Sehr geehrter Herr Dr.Ott,

in der Tat haben Sie richtig gesehen, ich habe an der „Geburtstagsdemonstration“ teilgenommen. Gern beantworte ich auch ihre Fragen dazu.

zu 1.) Selbstverständlich kann die Kanzlerin nach eigenem Ermessen Gäste einladen und bewirten. Allerdings heißt das nicht, dass der Ermessenspielraum unendlich ist und noch weniger, dass sich dieses Ermessen jeglicher Kritik entzieht. Es kann meiner Ansicht nach nicht sein, dass eine externe Person wie Herr Ackermann bestimmt, wer in das Kanzleramt eingeladen wird. Genau das ist nach Aussage von Herrn Ackermann passiert. Die hier demonstrierte Nähe ist einer unabhängigen Behörde wie dem Bundeskanzleramt unangemessen. Es geht nicht darum, einen Meinungsaustausch zu untersagen, sondern darum, dass hier ein Essen aus Anlass eines privaten Geburtstages ausgerichtet wurde. Herr Ackermann ist nicht einfach ein „verdienter Mann“ sondern ein „verdienender Mann“, dessen Aufgabe als Vorstand es ist, für sein in marktwirtschaftlicher Konkurrenz stehendes Unternehmen möglichst hohe Gewinne zu verschaffen, sei es durch „profit seeking“ oder durch „rent seeking“.
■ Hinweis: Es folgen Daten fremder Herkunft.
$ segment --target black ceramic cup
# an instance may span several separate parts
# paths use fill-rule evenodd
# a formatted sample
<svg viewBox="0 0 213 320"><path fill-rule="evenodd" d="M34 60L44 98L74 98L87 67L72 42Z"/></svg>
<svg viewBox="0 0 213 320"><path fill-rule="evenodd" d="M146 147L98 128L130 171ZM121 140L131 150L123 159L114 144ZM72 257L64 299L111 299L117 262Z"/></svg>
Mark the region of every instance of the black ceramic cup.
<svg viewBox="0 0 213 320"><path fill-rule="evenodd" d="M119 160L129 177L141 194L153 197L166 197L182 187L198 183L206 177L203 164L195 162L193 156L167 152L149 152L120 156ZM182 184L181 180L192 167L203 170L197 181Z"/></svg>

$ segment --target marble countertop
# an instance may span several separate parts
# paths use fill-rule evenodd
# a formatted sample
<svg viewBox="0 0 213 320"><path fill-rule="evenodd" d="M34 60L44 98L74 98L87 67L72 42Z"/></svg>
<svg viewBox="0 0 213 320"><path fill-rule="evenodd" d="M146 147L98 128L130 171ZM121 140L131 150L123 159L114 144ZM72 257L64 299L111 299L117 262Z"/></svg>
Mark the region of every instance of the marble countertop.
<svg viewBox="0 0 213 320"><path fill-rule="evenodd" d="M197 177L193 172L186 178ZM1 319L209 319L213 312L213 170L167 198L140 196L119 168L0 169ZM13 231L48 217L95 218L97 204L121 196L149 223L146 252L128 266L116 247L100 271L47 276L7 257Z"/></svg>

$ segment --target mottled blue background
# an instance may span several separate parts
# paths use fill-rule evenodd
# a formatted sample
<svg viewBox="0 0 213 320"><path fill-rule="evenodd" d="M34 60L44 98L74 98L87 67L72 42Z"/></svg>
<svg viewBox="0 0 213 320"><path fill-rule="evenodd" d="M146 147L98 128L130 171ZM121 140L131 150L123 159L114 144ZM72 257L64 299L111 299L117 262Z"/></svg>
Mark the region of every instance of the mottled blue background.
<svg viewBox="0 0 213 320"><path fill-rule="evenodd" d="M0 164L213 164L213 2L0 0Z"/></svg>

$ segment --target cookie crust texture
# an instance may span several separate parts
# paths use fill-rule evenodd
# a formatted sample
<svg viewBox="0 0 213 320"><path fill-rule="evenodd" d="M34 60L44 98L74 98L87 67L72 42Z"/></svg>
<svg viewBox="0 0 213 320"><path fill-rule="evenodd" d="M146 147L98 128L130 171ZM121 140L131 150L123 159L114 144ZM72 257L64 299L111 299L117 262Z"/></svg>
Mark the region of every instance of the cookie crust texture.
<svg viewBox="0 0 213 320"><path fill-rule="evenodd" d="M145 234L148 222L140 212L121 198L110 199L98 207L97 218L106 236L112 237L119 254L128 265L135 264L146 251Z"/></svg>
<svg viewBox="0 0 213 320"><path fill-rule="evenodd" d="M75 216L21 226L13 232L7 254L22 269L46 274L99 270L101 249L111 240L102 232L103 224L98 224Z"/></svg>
zu 2.) Die Amtszeit der Regierung Schröder liegt vor meiner Zeit als Bundestagsabgeordneter, unmittelbare Informationen habe ich dazu nicht. Selbstverständlich werden auch in dieser Zeit Bewirtungen im Kanzleramt stattgefunden haben. Nach Aussage von Herr Schröder hat er allerdings niemals externe Menschen die Gästeliste bestimmen lassen, und das Kanzleramt als „Geburtstags-Catering-Service“ zur Verfügung gestellt.

zu 3.) Der Beantwortung zu Frage zwei entsprechend gab es keine solchen Protestaktionen.

zu 4.) Als Bundestagsabgeordneter erhalte ich eine Diät und eine Pauschale, über die ich für meine politische Arbeit verfügen kann. Aus meinen Geldern wurde die Veranstaltung komplett finanziert, die dem regelmäßigen Austausch mit VertreterInnen verschiedener Unternehmen gilt und deren Einladungsliste ich zusammenstelle, nicht ein Unternehmer oder Manager. Wahlkampfkostenerstattungen, Mitgliedsbeiträge und Spenden gehen an die Partei, nicht an mich, solche Mittel wurden auch nicht für das „Maimarktfrühstück“ verwendet. Die grundlegenden Zusammenhänge dürften Ihnen als - wenn ich richtig informiert bin - Mitglied der CDU ja auch bekannt sein.

Lassen Sie mich zum Schluss noch ergänzen, dass die Rolle, die Herr Ackermann und Frau Merkel bei der Rettung der Hypo Real Estate gespielt haben, dem Essen einen besonderen Beigeschmack geben. Die Entscheidung über die Art und Weise der Rettung, die im Endeffekt auch eine Kreditgewährung der Deutschen Bank an die HRE beinhaltete, wurde von diesen beiden Personen gefällt, nur fünf Monate nach dem Essen im Kanzleramt. Die Rettungsvereinbarung bringt der Deutschen Bank nach deren Angaben bei völliger Risikofreiheit bis zu 100 Millionen Euro Zinsen und Gebühren - beides wird letztlich durch Steuergelder aufgebracht. Bei der Rettung der Hypo Real Estate verließ sich der Staat teilweise blind auf die Gutachten und Zahlen gerade der Privatbanken - vor allem auf die der Deutschen Bank. Ich vermisse in beiden Fällen die gebotene kritische Distanz der Bundesregierung.